These observations raise questions about the evolution of PPO genes both within T. pratense and between T. pratense and its close relatives. Phylogenetic trees of divergence of T. pratense PPO DNA sequences (Figure 7) confirm the level of identity of red clover PPO at the genetic level, with PPO1 NIPs being most similar and probably, therefore, most recently diverged [22, 32].
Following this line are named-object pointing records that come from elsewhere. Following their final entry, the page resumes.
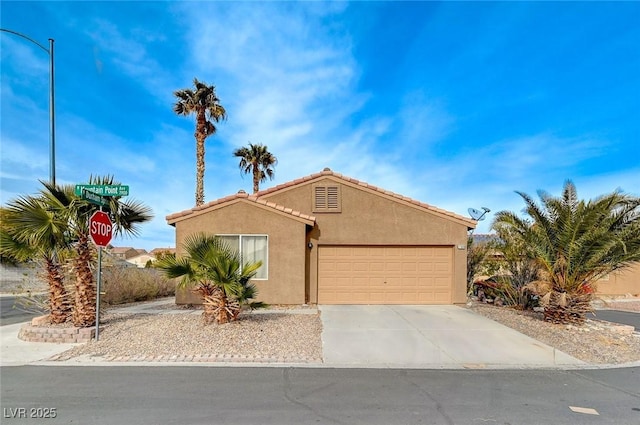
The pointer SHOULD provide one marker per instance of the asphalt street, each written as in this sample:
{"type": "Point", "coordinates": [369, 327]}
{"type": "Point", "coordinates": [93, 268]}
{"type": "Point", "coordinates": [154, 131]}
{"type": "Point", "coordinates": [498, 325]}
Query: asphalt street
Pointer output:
{"type": "Point", "coordinates": [13, 311]}
{"type": "Point", "coordinates": [224, 395]}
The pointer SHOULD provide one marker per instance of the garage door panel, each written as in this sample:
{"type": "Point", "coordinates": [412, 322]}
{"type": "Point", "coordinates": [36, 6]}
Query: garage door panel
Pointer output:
{"type": "Point", "coordinates": [385, 275]}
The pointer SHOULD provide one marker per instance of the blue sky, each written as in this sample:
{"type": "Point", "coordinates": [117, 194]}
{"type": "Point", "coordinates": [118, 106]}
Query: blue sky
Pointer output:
{"type": "Point", "coordinates": [455, 104]}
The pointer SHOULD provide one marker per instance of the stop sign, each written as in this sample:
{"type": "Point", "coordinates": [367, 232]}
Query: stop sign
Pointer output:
{"type": "Point", "coordinates": [100, 228]}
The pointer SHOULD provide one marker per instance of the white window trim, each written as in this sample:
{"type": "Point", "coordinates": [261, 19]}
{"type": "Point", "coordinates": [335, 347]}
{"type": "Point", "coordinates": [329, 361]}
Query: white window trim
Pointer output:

Diversification of plant genomes is powered in part by gene duplication, which can result in new gene functions [33]. Such gene duplication may occur by creation of polyploids, by segmental duplication or duplication in tandem arrays resulting in the production of gene clusters. Positive selection is believed to play a crucial role in the retention of such duplicated genes [33] but the effect of positive selection on tandem arrays or clusters of genes is not clear [18]. Over time, individual PPO genes and PPO clusters may have originated, duplicated and subsequently been lost, their function governed by mutations in regulatory elements. A comparison of selected PPO DNA sequences in both red clover and tomato (Figure 7), indicates that such gene duplication has occurred leading to clusters of six or seven similar PPO genes, each with known, different expression patterns.
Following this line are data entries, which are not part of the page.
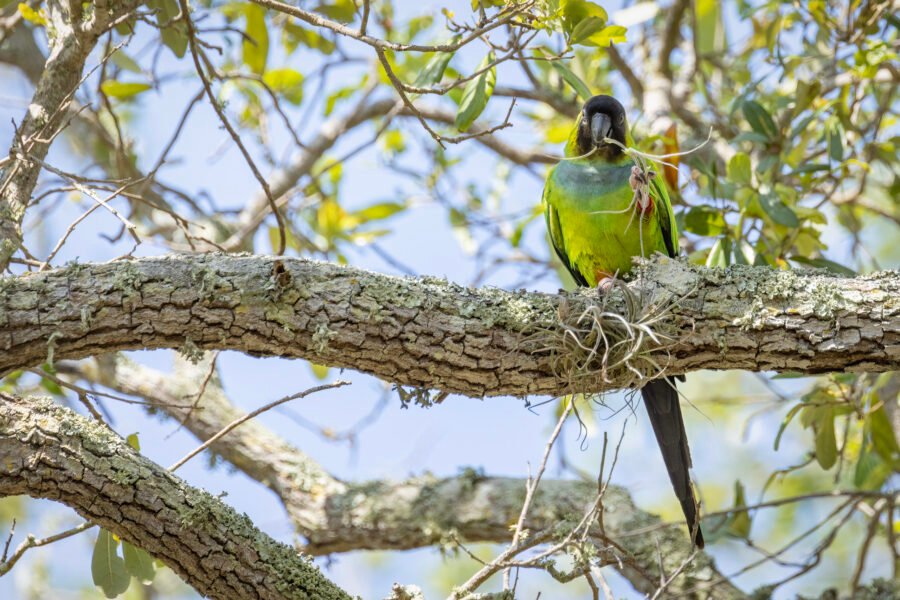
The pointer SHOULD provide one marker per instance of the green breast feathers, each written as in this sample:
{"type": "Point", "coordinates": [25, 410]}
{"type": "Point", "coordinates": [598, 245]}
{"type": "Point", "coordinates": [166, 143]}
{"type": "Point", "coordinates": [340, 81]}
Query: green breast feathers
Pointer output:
{"type": "Point", "coordinates": [601, 214]}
PPO localisation and function

The biological effects of PPO appear to be subtle, possibly requiring specific or even multiple triggers for expression in vivo. Enhanced localised PPO expression under biotic and abiotic stress provides evidence of its involvement in plant protection in various species, for example, localised PPO expression in leaf abscission zones during drought [34]. A multiple regulatory trigger might explain the prerequisite of plant hardening, by low temperature and low light mimicking autumn conditions, before any difference in susceptibility to Sclerotinia trifoliorum was detected between late and medium-late flowering types of red clover [35]. Similarly, differences in survival of low PPO-mutant and wild-type red clover plants only became apparent under multiple, natural infestations [8].
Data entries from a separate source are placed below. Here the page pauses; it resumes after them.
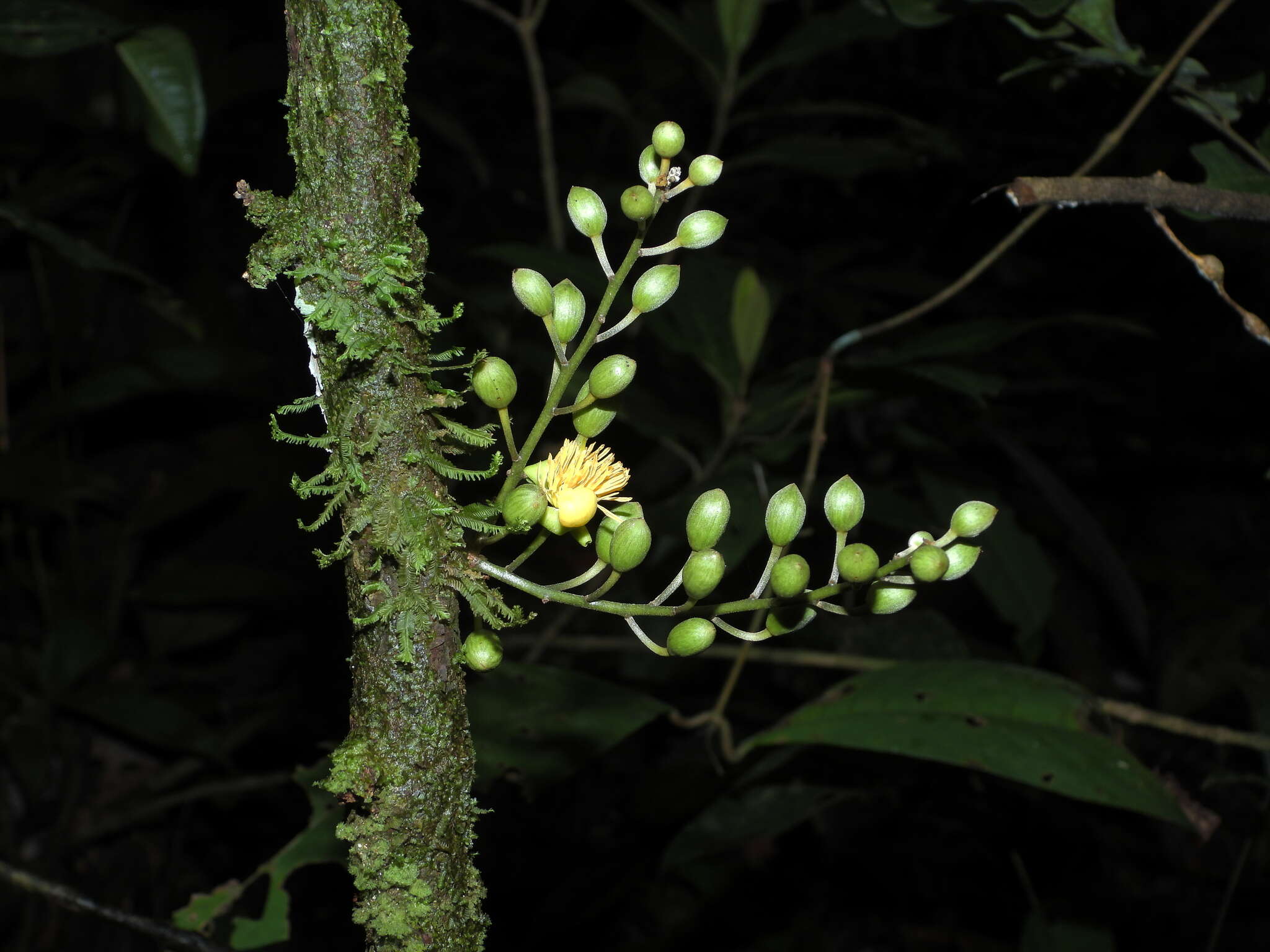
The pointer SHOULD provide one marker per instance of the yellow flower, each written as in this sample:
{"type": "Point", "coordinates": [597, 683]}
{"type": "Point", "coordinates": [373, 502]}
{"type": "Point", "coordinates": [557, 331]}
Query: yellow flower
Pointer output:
{"type": "Point", "coordinates": [578, 478]}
The high degree of homology in active sites of red clover PPO indicates similar enzymic properties. However, differences do occur in localisation of PPO enzyme activity and specific PPO gene expression in both red clover [15] and tomato [7, 16, 17], suggesting significant differences in their regulatory elements; this is supported by observed differences in sequenced promoter regions of four red clover PPO genes. Red clover PPO genes are differentially expressed in aerial tissues and root tissues [15] conferring the potential for enhanced or localised expression following differing abiotic and biotic stimuli.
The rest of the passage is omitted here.